I'm sure you're right. Some of these Android tablets should be cool devices, definitely worth checking out. I'm wondering, though, how any of them can attract much attention, since they'll probably all be hitting the market within a few months of one another. It will be pretty easy to get lost in the crowd -- especially for products made by smaller companies with limited advertising budgets.
HP does have an advantage here, being a well-known brand and also a huge company with the finances to heavily promote its products.
Some of the makers of Windows tablets will also be large companies, like Dell.

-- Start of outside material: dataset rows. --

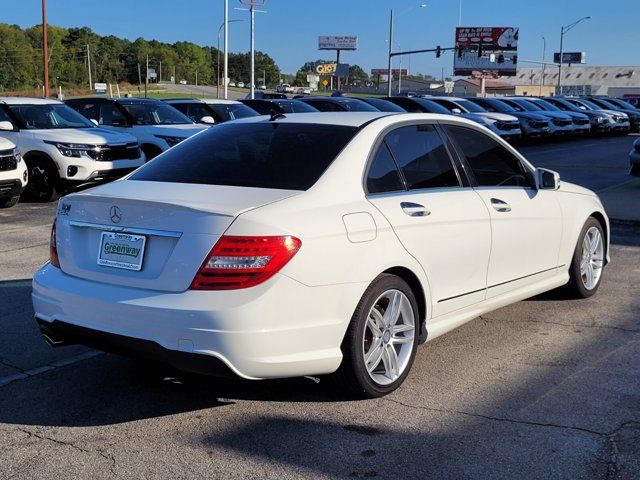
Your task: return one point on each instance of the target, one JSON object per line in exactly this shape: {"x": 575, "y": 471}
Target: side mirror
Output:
{"x": 6, "y": 125}
{"x": 547, "y": 179}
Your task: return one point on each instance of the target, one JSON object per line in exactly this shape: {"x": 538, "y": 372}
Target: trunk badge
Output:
{"x": 64, "y": 209}
{"x": 115, "y": 214}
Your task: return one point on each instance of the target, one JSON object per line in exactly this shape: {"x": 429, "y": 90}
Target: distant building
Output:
{"x": 471, "y": 87}
{"x": 580, "y": 80}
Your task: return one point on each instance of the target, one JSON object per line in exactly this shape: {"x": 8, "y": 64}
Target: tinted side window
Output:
{"x": 4, "y": 116}
{"x": 383, "y": 173}
{"x": 287, "y": 156}
{"x": 422, "y": 157}
{"x": 110, "y": 114}
{"x": 89, "y": 110}
{"x": 196, "y": 111}
{"x": 491, "y": 163}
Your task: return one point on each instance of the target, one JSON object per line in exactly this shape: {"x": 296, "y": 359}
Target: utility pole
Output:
{"x": 226, "y": 48}
{"x": 146, "y": 78}
{"x": 89, "y": 67}
{"x": 45, "y": 52}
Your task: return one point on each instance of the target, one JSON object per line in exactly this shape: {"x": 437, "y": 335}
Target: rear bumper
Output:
{"x": 281, "y": 328}
{"x": 634, "y": 163}
{"x": 59, "y": 334}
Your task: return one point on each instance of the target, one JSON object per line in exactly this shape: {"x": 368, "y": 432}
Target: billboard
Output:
{"x": 394, "y": 71}
{"x": 332, "y": 68}
{"x": 570, "y": 57}
{"x": 331, "y": 42}
{"x": 486, "y": 49}
{"x": 100, "y": 87}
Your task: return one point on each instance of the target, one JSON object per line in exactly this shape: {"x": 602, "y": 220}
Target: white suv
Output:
{"x": 156, "y": 125}
{"x": 63, "y": 149}
{"x": 13, "y": 173}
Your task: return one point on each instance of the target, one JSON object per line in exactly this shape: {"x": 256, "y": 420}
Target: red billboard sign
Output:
{"x": 486, "y": 49}
{"x": 394, "y": 71}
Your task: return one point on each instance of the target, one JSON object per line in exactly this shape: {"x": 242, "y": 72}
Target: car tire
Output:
{"x": 43, "y": 180}
{"x": 587, "y": 265}
{"x": 9, "y": 202}
{"x": 368, "y": 358}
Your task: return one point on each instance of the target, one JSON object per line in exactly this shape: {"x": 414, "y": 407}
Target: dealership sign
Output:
{"x": 570, "y": 57}
{"x": 100, "y": 87}
{"x": 327, "y": 42}
{"x": 486, "y": 49}
{"x": 341, "y": 70}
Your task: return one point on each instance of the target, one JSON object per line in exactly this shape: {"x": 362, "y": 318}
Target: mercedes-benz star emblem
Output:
{"x": 115, "y": 214}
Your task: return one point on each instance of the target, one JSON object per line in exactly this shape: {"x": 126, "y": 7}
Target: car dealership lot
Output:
{"x": 541, "y": 389}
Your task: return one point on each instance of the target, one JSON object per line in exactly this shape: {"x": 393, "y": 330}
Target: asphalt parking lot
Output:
{"x": 545, "y": 388}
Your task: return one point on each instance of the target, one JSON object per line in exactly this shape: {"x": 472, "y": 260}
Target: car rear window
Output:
{"x": 290, "y": 156}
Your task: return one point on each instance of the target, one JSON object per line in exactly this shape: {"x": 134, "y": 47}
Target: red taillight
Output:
{"x": 53, "y": 249}
{"x": 241, "y": 262}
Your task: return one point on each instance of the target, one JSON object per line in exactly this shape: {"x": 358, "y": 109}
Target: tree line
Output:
{"x": 113, "y": 59}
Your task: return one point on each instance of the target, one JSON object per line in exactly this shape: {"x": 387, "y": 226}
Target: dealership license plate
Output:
{"x": 121, "y": 250}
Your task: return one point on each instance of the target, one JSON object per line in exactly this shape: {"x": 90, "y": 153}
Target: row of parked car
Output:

But then again, they're going to be selling a slab running Windows, and I'm kind of skeptical that consumers are going to be very excited about that.
It just seems to me that's what's about to happen is that 15 or 20 or 30 new tablet devices will be clamoring for attention, struggling for name recognition. And on the other side, there will be 10 million iPads already out there in people's hands, with a simple name that everybody knows.
I think HP has acted shrewdly and decisively so far: first by snapping up Palm with its mobile operating system already in place, and then by dropping the albatross of the Windows-based Slate. I still have trouble imagining HP transforming itself into a nimble mobile-device competitor on the field with Apple. But at least they're striking out on their own course.